Most investors are interested in what hedge fund managers recommend today, Insider Monkey, your source for free insider trading data, pays more attention to what they recommended in the past. The annual Ira Sohn Investment Research Conference is, by some standards, the top venue for hedge fund managers to showcase their best ideas. In May 2009, Stephen Mandel, Jim Chanos, Bill Ackman, Lee Hobson, Mark Kingdon, and David Einhorn were among the hedge fund managers that presented a long or short investment idea at that conference.
We picked these hedge fund managers because their picks were highlighted in a Reuters or Bloomberg article. It’s been almost two years since that conference, so whatever the investment thesis of those recommendations, they had ample time to come true. Here is how those 10 stocks recommended by top hedge fund managers performed since that conference:
Strayer Education (NASDAQ:STRA): Lone Pine Capital’s Stephen Mandel was extremely bullish about Strayer. “Strayer will be a far larger business 10 years from now, with cash flows a multiple of today’s levels,” he said. The interesting part came 10 minutes after Mandel’s presentation. Jim Chanos was extremely bearish about for-profit education companies. Chanos explained that these companies spend too much money on advertising and their government funding will soon be cut. Chanos was bearish about these companies long before Steve Eisman. Strayer closed at $175.11 (prices are adjusted for dividend payments and splits) on May 28th 2009. Today, Strayer closed at $122.40, losing more than 30% during the past 20 months. Chanos was right, Mandel seems wrong so far.
Lincare Holdings (NASDAQ:LNCR): Jim Chanos was right about Strayer but he was wrong about Lincare. Chanos was expecting Lincare’s prfit margins to weaken. The stock returned 93% since then. Of course, we should compare a short seller’s performance based on a benchmark. The Russell 2000 index ETF (NYSE:IWM) returned 68% since then, so Chanos’ performance isn’t as bad as it may have first seemed.
General Growth Properties (NYSE:GGP): This was the best recommendation at the Ira Sohn Conference. General Growth Properties, then in bankruptcy, increased ten-fold since May, 2009. Ackman stated that GGP had “huge potential reward and generally limited risk”. He was right then and he is still reaping the rewards of that investment. Ackman’s GGP investment was the main reason Pershing Square returned 29.7 percent in 2010.
Millicom International Cellular (NASDAQ:MICC): Highside Capital’s Lee Hobson recommended buying Millicom on the expectation that the company will expand into emerging markets. MICC returned 58% since then, beating SPY’s 47% return.
Ritchie Bros. Auctioneers (NYSE:RBA): Lee Hobson also recommended shorting Ritchie Bros because the company was facing falling merchandise prices and the market’s profit growth expectations were too high. He was right. RBA’s stock price increased by only 16% vs. SPY’s 47% increase. If one had bought MICC and sold RBA to form a market neutral portfolio, he would have made 42%.

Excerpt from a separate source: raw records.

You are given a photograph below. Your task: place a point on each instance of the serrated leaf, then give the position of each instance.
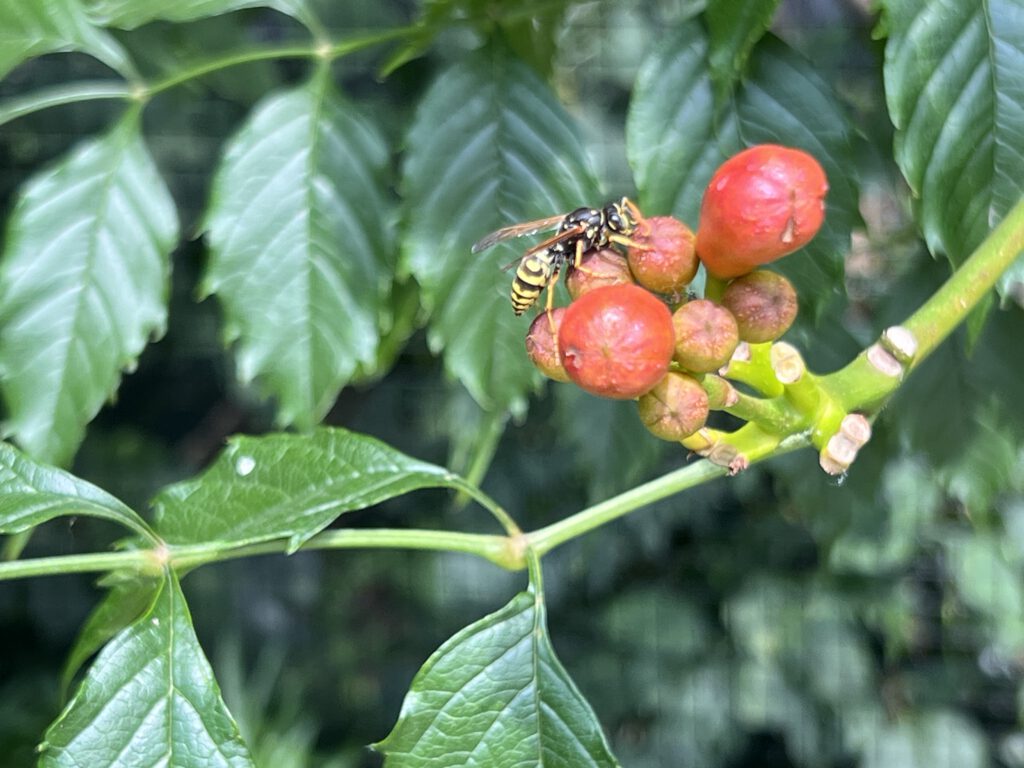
(733, 30)
(297, 228)
(32, 29)
(150, 698)
(676, 137)
(83, 287)
(496, 694)
(128, 14)
(122, 605)
(489, 146)
(285, 485)
(31, 494)
(954, 85)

Bank of America (NYSE:BAC): Kingdon Capital Management’s Mark Kingdon recommended Bank of America because of its huge potential. John Paulson made the same recommendation later in 2009. Unfortunately, BAC returned 31%, underperforming the SPY by 16 percentage points. Citigroup (NYSE:C) would have been a better recommendation.
Moody’s (NYSE:MCO): David Einhorn is the main reason why Ira Sohn Conference is so famous. In 2008, he recommended shorting Lehman Brothers. In 2009, Einhorn recommended shorting Moody’s (NYSE:MCO). Moody’s gained 15%, underperforming the SPY by 32 percentage points. This was another great recommendation. Warren Buffett was aware of Moody’s grim prospects and he has been selling his holdings.
Valeant (NYSE:VRX): HealthCor’s Joseph Healey was expecting Valeant to double in the following 12 to 18 months. That was in May 2009. We hear these kinds of bullish statements all the time, and usually they don’t come true. This time was different. Joseph Healey’s prediction was actually very conservative. Valeant increased by 232% since then.
Hologic (NASDAQ:HOLX): HealthCor was a $3 Billion healthcare fund. Healey’s second recommendation was Hologic. He also said that he was expecting this to double. The stock didn’t double but went up by 58% since then, beating the SPY by 11 percentage points.
Life Technologies (NASDAQ:LIFE): Joseph Healey’s third recommendation at the Ira Sohn Conference was Life Technologies. Healey predicted a 60% increase in LIFE. The stock returned 38%, underperforming the SPY by 9 percentage points. Glenview’s Larry Robbins and Maverick’s Lee Ainslie have LIFE in their portfolios as well.
Long/short hedge funds are better stock pickers. Their best stock picks perform much better than their usual stock picks. If one had bought the long stock recommendations and sold the short stock recommendations made by these hedge fund managers, they would have achieved a triple digit return by assuming a much smaller risk than the market.